SANUSI (37) sangat terkejut ketika Kamis, 14
Desember 2012, didatangi beberapa satpam
Pondok Pesantren Al-Zaytun, tempatnya bekerja. Saat itu Sanusi sedang di Gedung Ali (salah satu bangunan di kompleks Al-Zaytun) bersama Temo, teman kerjanya. Sanusi dan Temo kemudian dibawa ke pos keamanan yang ada di Gedung Ali.
Prak! Wajah Sanusi tiba-tiba ditampar Suwandi, salah satu satpam. Saat itu Suwandi tidak berkata sedikit pun. Setelah menampar, Suwandi yang ditemani Komarudin, menyeret Sanusi dan Temo ke dalam mobil Panther, yang dikemudikan Pasaribu. Keduanya
dibawa ke gedung Masiqoh. Ini merupakan gedung utama yang dipakai sebagai kantor dan rumah dinas Panji Gumilang, pemimpin Al-Zaytun.
“Di situ saya langsung diinterogasi sama Pak Suwandi, dan saya ditampari sama buku yang ditekuk-tekuk ke muka saya. Dagu saya diangkat supaya muka saya terlihat. Terus tangannya mengepal dan menonjok jidat saya,” ujar Sanusi saat ditemui majalah detik, Senin 31 Desember 2012. Toni Ismawan, satpam lainnya, kemudian mengambil selebaran yang dikumpulkan Temo, salah seorang temannya. Tebal selebaran itu sekitar satu rim. Selebaran setebal 500 lembar itu kemudian ditimpakan ke kepala Sanusi. Setelah itu tangan Sanusi dipiting sambil diteriaki Toni. Dari situ Sanusi tahu penyebab ia dibawa ke pos keamanan terkait selebaran yang berisi kritik terhadap Al-Zaytun, terutama masalah kesejahteraan dan gaji. Sanusi mengakui, dirinya yang pertama kali menyebarkan selebaran itu di kompleks pesantren yang memiliki santri ribuan orang tersebut.
Pemukulan yang dialami Sanusi tidak berhenti sampai di situ. Begitu datang Iskandar Saefullah, bendahara yayasan atau sering disebut sebagai Menteri Keuangan Al-Zaytun, kepala Sanusi lagi-lagi dipukul menggunakan selebaran setebal satu rim. Bahkan Iskandar juga menebar ancaman kepada dirinya. “Saya akan pecahkan kepala kamu! Saya akan penggal leher kamu! Saya akan rendam di air panas dan tidak akan ada yang menolong kamu!” begitu ancaman Iskandar Saefullah, seperti ditirukan Sanusi.

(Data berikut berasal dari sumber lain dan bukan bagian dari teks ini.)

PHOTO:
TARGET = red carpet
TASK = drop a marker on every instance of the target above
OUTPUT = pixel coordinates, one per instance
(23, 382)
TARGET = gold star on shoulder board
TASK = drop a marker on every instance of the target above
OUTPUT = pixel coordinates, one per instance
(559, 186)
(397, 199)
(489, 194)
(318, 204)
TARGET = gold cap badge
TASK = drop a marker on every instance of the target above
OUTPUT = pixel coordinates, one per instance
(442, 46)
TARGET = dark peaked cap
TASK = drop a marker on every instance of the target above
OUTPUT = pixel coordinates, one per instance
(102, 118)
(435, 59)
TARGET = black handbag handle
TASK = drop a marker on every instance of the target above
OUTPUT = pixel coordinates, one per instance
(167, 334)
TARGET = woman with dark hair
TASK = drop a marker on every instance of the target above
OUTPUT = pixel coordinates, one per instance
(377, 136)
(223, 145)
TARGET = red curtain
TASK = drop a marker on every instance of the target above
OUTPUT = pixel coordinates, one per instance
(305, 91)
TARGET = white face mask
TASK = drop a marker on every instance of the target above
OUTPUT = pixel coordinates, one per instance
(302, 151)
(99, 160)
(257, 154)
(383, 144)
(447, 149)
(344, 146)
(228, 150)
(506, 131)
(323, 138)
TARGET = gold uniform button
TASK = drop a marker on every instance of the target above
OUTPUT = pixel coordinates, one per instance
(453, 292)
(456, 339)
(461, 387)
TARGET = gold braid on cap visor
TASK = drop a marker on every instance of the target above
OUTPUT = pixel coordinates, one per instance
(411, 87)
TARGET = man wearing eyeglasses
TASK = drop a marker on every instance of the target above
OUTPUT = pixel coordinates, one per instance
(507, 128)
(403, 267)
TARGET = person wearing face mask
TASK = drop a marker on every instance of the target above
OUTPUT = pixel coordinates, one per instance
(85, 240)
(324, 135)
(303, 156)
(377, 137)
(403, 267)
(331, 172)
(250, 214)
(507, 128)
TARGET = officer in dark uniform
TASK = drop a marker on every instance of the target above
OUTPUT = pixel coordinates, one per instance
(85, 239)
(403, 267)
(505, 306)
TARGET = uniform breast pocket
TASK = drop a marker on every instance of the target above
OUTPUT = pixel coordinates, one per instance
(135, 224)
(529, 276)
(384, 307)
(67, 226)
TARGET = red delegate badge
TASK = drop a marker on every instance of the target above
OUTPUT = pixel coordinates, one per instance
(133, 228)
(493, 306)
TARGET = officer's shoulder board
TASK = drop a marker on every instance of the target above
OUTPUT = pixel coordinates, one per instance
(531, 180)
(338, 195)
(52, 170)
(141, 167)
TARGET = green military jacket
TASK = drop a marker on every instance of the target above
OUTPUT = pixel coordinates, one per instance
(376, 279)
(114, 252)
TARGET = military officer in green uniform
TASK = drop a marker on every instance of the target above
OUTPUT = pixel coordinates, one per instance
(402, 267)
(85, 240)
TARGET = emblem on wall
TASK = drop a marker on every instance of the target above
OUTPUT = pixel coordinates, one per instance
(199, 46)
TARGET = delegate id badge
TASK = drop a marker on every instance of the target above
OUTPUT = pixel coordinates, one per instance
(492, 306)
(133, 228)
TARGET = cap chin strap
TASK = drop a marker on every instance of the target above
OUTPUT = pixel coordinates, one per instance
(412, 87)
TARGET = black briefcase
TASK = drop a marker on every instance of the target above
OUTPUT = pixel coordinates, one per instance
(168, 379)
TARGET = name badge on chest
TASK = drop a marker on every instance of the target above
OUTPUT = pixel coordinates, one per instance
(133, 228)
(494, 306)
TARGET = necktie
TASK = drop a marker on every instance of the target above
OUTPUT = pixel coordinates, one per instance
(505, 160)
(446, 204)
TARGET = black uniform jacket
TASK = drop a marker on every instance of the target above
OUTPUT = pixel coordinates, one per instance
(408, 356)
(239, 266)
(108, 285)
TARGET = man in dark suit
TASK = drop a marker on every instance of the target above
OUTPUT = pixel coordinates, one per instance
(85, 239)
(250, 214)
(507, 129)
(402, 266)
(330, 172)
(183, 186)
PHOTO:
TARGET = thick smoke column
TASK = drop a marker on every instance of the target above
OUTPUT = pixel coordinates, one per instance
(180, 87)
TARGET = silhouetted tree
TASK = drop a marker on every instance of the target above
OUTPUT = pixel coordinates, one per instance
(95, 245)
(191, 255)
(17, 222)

Usai dihajar habis-habisan, Sanusi langsung diboyong dengan tangan diborgol. Ia dibawa ke basement gudang atas instruksi Iskandar. Setelah dimasukkan ke dalam sel ala Al-Zaytun, tangannya kemudian diborgol ke jemuran berbahan aluminium yang ada di ruangan berukuran 3 x 6 meter tersebut. Menurut Sanusi, ruangan itu terasa sempit, sebab di dalam ruangan juga terdapat tumpukan kardus dan tripleks. Parahnya lagi ruangan sangat minim ventilasi udara dan lampu yang redup. Beberapa jam kemudian pintu basement itu dibuka.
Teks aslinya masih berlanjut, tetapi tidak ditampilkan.